Anbernic has a bunch of options at different price-points. The RG35XX H (60 $USD) can handle up to PS1/N64 no problem, though anything beyond that will struggle to play. If you want to play 3DS/Dreamcast/Gamecube/PS2, you can get the RG556 for 100 $USD more.
Go to Aliexpress to find what's on sale and in your price range. Check the video reviews to see what machines they run up to then buy one of those. They're really energy efficient and batteries last forever when turned off.

I don't understand people's obsession with early FF games. There's a big rom hack thing going on at the moment where they're doing randomized job challenge runs of FF4. Of all the games you can play emulated why pick middle of the road JRPGs?
 
The ability to play DVDs was a huge feature for the PS2, just regular DVD players were still $200-300 at that point.
yeah, the still-new-to-humans DVD format, AND all the PS1 games AND all the new PS2 games was a hell of a library to offer

DVD was a huge factor in its long-term success when parents could justify the new game machine a lot more easy as the new media gizmo too
 
I honestly think that thing spent more time spinning movies than games.
I used the PS2 as a back-up DVD player.

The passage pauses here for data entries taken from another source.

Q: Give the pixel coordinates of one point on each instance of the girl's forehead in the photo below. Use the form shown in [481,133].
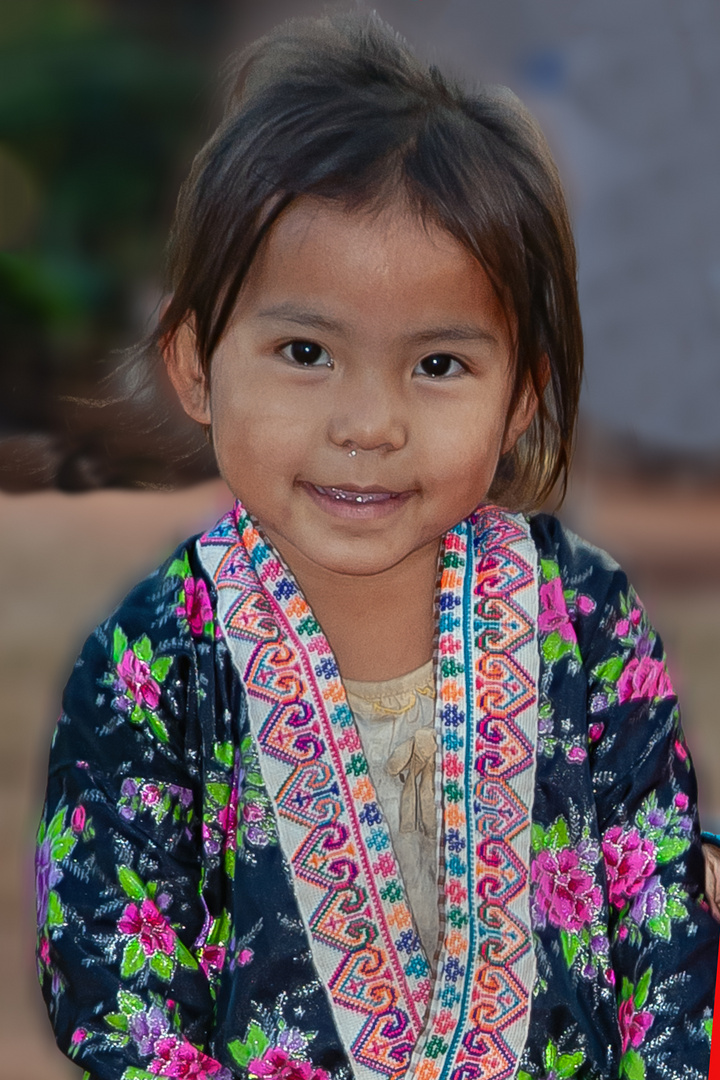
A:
[385,256]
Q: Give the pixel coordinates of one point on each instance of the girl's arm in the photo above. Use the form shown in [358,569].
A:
[663,940]
[125,948]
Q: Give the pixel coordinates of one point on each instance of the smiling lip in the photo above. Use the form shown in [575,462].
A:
[354,501]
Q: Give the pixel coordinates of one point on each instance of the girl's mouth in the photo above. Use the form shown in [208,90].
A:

Back then, I had an entertainment center with a 6-disc changer DVD/CD player, and sometimes it would just have issues playing some DVDs to completion, whereas the PS2 would play them just fine, especially if I fucked around with the fast forward function.

And back then you had all sorts of tools to not only clean your discs, but the lense inside the drive as well (those special discs with brushes on them... i'm not sure if they even worked like they were supposed to, never saw a difference in quality)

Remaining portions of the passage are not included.